I like Prosciutto, however it is bit hard to find round here not in a pre-sliced / pre-packaged form. Once sliced it does not keep well oxidizing and rapidly develops off flavors. Speck which is a northern Italian /Austrian version which is smoked and also has great flavor but is not to be found around here. Plus my wife objects to the $70+ dollar shipments from Amazon, which I order in the winter and then UPS then throws in the ditch by the mailbox rather than delivering up to our doorstep (another long story). However I can cut up the chunk, freezing some. I slice off what I need as I need it and retain the fresh cut flavor.
So after reading a few books on dry curing and watching yet more YouTube videos, I decided to tackle making some Country ham / Speck. The curing chamber was already constructed. So now the problem was how to procure the raw ham and then cold smoke before drying. The meat was easy as our local grocer – Woodman’s, had the fresh front legs (a.k.a. green picnic hams) on special.
Meanwhile it is mid-winter in Wisconsin, meaning my Big Green Egg was frozen shut (really frozen shut with > 1/2″ ice covering) and I did not yet have a cold smoke generator. I have smoked a lot of meat on the BGE but it has always been hot smoked (190-230F smoker temp) but for these hams we are looking for <90F smoker temp. After some research which lead to both very expensive and very simple / inexpensive options I settled on the A-Maze-N 5×8″ smoker which uses wood pellets. Nice and simple, no modifications to the grill or having to connect air pumps as on some of the more expensive models.
I melted the BGE open the night before for a steak dinner (see yet more http://bronkalla.com/blog/2018/12/31/koji-steak-and-crunchy-cheesy-potatoes/) and then propped it open with a stick of kindling for the next morning (no snow forecast and -10F temps). It took a few handfuls of kindling shoved in through the ash dump / vent and lit with a propane torch to get the left over charcoal going. The metal ring I made really speeds up the process taking the heat and applying it to the frozen gaskets. This has served me well over the last 3 winters. Go get some sheet metal at HD and attack it with tin snips. Size is not critical.

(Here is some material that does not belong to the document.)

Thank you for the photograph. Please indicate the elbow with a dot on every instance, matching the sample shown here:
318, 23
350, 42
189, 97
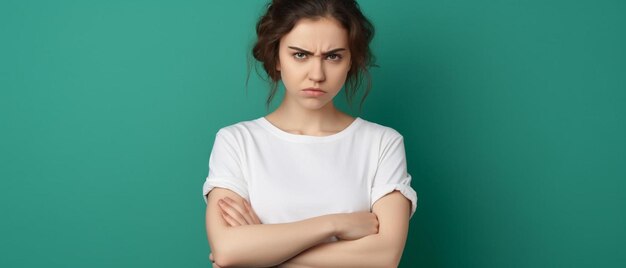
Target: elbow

This is 3x faster than trying to just let it warm up in reasonable (>10F temps) and the only way when it gets really cold (-10 to -20F , -20 is my cut off)
Next day I add a few big lumps of charcoal as spacers and place the A-Maze-n smoker with mixed wood pellets and get it lit. Once lit, blow out the fire, add the meat and walk away. Internal temp of the BGE averaged 46F over 10 hours (that is COLD smoking).